Debugging string data. When you receive a string as a JSON array of integers (a common format in some serialization systems), paste the numbers here to reconstruct the text.
Learning Unicode. Experimenting with known code-point ranges — Latin letters at 65–90 and 97–122, Cyrillic at 1040–1103, emoji at 0x1F300 and above — is a practical way to build intuition for how Unicode is structured.
The surrogate range: why some values are rejected
Code points from 0xD800 to 0xDFFF (55,296 to 57,343 in decimal) are rejected even though they fall within the 0–0x10FFFF range. These values are Unicode surrogates — a mechanism used by UTF-16 encoding to represent code points above U+FFFF. They are not standalone characters and do not represent any glyph. In UTF-8, they are simply invalid.

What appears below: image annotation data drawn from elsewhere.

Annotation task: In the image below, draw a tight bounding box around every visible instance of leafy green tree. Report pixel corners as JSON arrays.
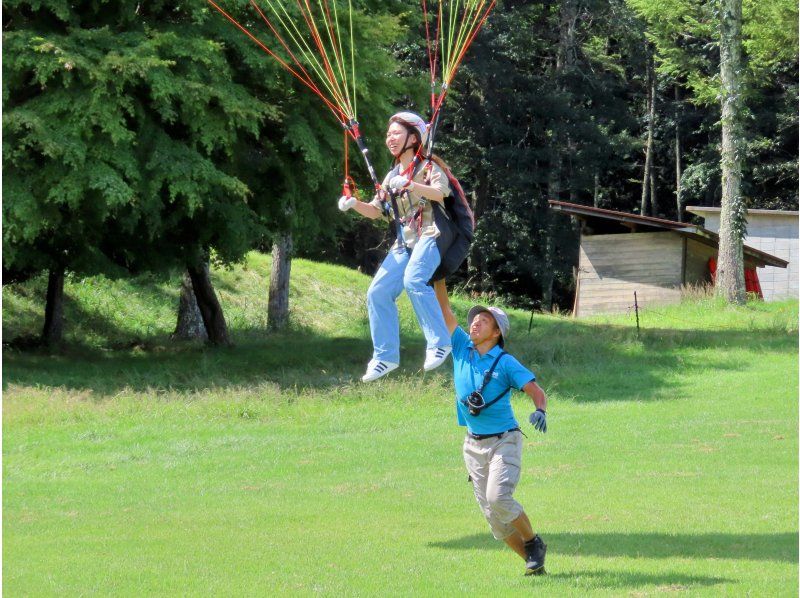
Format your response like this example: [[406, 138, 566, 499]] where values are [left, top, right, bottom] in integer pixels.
[[3, 0, 406, 344], [3, 0, 266, 342]]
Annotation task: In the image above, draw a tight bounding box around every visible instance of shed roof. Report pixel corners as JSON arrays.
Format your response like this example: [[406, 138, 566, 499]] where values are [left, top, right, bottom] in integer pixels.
[[548, 199, 789, 268]]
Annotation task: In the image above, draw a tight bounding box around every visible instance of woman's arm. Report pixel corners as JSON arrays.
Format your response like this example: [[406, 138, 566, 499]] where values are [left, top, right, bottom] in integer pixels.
[[353, 200, 381, 220]]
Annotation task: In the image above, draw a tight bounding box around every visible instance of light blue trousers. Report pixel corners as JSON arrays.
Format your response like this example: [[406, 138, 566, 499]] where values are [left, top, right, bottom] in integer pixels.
[[367, 237, 450, 363]]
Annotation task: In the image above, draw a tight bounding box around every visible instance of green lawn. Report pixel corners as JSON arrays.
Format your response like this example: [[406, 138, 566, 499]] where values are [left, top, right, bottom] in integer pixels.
[[3, 255, 798, 596]]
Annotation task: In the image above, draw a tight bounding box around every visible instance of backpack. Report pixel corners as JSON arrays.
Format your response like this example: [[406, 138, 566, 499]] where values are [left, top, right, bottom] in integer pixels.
[[428, 162, 475, 284]]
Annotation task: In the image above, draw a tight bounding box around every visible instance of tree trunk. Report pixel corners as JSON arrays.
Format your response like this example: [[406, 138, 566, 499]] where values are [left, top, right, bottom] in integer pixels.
[[541, 0, 578, 311], [186, 263, 231, 346], [640, 47, 656, 216], [675, 85, 683, 222], [716, 0, 747, 304], [592, 170, 600, 208], [650, 167, 658, 216], [267, 232, 293, 331], [172, 272, 208, 340], [42, 266, 64, 347]]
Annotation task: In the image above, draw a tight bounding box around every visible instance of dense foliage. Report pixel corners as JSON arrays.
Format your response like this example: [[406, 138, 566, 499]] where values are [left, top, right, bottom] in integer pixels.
[[3, 0, 798, 318]]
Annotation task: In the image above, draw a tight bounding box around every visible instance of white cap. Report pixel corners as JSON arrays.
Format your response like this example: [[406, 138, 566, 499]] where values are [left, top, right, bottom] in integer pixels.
[[389, 112, 428, 145]]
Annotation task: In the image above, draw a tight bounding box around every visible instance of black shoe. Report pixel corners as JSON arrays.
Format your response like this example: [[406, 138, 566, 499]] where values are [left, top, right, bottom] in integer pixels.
[[525, 534, 547, 575]]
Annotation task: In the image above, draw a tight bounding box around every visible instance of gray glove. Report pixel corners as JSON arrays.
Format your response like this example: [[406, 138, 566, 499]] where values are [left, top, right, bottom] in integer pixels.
[[528, 409, 547, 434]]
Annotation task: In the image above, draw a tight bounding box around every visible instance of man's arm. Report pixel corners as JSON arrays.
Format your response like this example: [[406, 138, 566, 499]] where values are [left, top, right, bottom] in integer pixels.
[[522, 380, 547, 411], [433, 278, 458, 334]]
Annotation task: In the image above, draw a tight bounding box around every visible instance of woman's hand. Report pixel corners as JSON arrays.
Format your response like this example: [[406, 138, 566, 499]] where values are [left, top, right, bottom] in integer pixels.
[[389, 174, 414, 192], [339, 195, 358, 212]]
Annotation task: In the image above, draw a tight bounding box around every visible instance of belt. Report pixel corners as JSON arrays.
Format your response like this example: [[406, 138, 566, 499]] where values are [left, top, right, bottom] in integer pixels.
[[467, 428, 522, 440]]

If you are seeing errors for values in this range, the source data was probably serialised from a UTF-16 stream without stripping the surrogate pairs first. The code points you want are the ones above U+FFFF encoded as surrogate pairs — you need to reassemble the pair and compute the actual code point: (high - 0xD800) × 0x400 + (low - 0xDC00) + 0x10000.
Notes
For code points 0–127 the output matches plain ASCII exactly. Tokens outside the valid range (above U+10FFFF), or in the surrogate band (0xD800–0xDFFF), are reported as errors so you can spot a bad value rather than getting silent garbage. This tool pairs directly with the character-to-code converter for round trips. All processing runs locally in your browser — nothing is uploaded.